Enfin, si après 6 mois de protocole bien mené (réduction du stress, micronutrition, adaptogènes, alimentation dense, rythme circadien) tu ne notes aucune amélioration, il faut creuser : chercher une infection chronique sous-jacente (Epstein-Barr réactivé, Lyme, parasitoses, SIBO), une intoxication aux métaux lourds (mercure, plomb, aluminium), une maladie cœliaque ou une sensibilité au gluten non diagnostiquée, une hypothyroïdie frustre ou une résistance périphérique aux hormones thyroïdiennes, une carence profonde en fer ou en vitamine B12. La surrenalopause est rarement isolée, elle s’inscrit dans un terrain global : c’est ce terrain qu’il faut investiguer et corriger.
Liens internes pertinents
Si tu veux approfondir les mécanismes qui sous-tendent la surrenalopause et ses connexions avec d’autres systèmes, je te recommande de lire l’article sur le stress, le cortisol et la thyroïde, qui détaille l’axe hypothalamo-hypophyso-surrénalien et son impact sur la fonction thyroïdienne (souvent perturbée en parallèle de la surrenalopause). L’article sur les surrénales et la candidose explore le cercle vicieux entre effondrement surrénalien et prolifération fongique, un phénomène fréquent en consultation. Pour comprendre comment le rythme circadien module le cortisol et la thyroïde, consulte thyroïde et cortisol : pourquoi l’horaire de ton Levothyrox change tout. Si tu veux aller plus loin sur la micronutrition, l’article sur la vitamine B5 (acide pantothénique) détaille son rôle central dans la production de cortisol. Enfin, pour comprendre le lien entre stress chronique et score de vie, lis l’échelle de Holmes-Rahe, qui quantifie l’impact des événements de vie sur tes surrénales.
Conclusion : la surrenalopause n’est pas une fatalité, c’est un signal à écouter
Tu as 48, 50, 52 ans, tu es épuisée, tu ne te reconnais plus, ton médecin te parle de ménopause et te prescrit des œstrogènes qui ne changent rien.
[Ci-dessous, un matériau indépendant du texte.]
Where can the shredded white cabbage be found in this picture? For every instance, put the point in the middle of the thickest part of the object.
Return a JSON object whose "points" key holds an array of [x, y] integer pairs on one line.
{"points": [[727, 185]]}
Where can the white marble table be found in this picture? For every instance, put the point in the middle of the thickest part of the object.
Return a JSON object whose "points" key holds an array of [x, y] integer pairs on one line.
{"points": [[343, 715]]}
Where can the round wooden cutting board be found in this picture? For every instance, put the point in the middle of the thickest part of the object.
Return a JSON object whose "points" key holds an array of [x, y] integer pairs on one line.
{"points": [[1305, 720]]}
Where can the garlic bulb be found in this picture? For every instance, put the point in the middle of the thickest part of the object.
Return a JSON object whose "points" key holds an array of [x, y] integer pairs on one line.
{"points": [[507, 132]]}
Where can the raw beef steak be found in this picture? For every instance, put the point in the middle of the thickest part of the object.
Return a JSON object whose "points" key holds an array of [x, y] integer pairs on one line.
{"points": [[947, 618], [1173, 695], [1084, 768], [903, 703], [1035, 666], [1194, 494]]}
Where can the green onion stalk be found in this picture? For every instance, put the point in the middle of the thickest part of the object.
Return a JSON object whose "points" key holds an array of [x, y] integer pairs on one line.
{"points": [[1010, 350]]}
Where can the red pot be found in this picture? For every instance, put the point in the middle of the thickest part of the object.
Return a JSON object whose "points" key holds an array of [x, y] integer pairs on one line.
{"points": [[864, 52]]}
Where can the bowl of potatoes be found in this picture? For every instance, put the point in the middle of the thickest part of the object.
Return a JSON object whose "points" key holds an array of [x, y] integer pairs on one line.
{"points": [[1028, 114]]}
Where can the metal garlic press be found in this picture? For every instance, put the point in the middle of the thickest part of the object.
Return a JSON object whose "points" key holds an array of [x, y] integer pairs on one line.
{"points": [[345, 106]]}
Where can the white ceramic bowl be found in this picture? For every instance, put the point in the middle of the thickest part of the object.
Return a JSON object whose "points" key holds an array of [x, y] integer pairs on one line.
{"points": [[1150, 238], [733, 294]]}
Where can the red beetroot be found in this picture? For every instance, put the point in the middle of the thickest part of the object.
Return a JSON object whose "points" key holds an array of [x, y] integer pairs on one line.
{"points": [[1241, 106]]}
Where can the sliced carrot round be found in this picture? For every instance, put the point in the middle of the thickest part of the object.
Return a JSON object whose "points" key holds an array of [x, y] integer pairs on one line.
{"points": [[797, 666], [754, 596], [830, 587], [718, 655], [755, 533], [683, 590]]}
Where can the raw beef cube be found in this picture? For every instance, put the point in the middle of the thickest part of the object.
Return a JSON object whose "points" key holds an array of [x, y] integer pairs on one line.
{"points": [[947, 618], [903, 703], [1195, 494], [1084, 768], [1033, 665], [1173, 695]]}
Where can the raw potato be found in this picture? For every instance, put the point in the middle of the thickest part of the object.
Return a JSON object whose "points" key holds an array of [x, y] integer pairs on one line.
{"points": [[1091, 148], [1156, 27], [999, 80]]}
Peut-être que ce que tu vis, ce n’est pas (seulement) ta ménopause, c’est une surrenalopause : tes glandes surrénales qui craquent après 20 ans de stress chronique, de surmenage, de nuits courtes, de régimes, de charge mentale écrasante. Comprendre cette distinction change tout : le protocole n’est pas le même, les solutions non plus, et surtout, tu arrêtes de croire que tu deviens folle ou que c’est “normal de vieillir comme ça”. Non, ce n’est pas normal d’être épuisée dès le réveil, de ne plus pouvoir gérer le moindre imprévu, de fondre en larmes pour un rien, d’avoir envie de tout plaquer. C’est le signe que ton corps a dépassé ses limites et qu’il te demande de ralentir, de reconstruire, de changer ta façon de vivre. La surrenalopause n’est pas une fatalité, c’est un signal. Tu peux reconstruire tes surrénales, retrouver ton énergie, ta résilience, ta joie, ta libido, ta vitalité. Cela prend du temps, de la cohérence, et un vrai changement de paradigme : arrêter de te sur-adapter, apprendre à poser des limites, à dire non, à respecter ton corps, à nourrir ton terrain. Et si tu fais ce travail, tu ne sortiras pas seulement de ta surrenalopause, tu te reconstruiras en profondeur, pour tenir sur le long terme, avec une énergie stable, durable, et une vraie qualité de vie. C’est ça, la promesse de la naturopathie : pas un pansement sur une plaie, mais une reconstruction du terrain. À toi de jouer.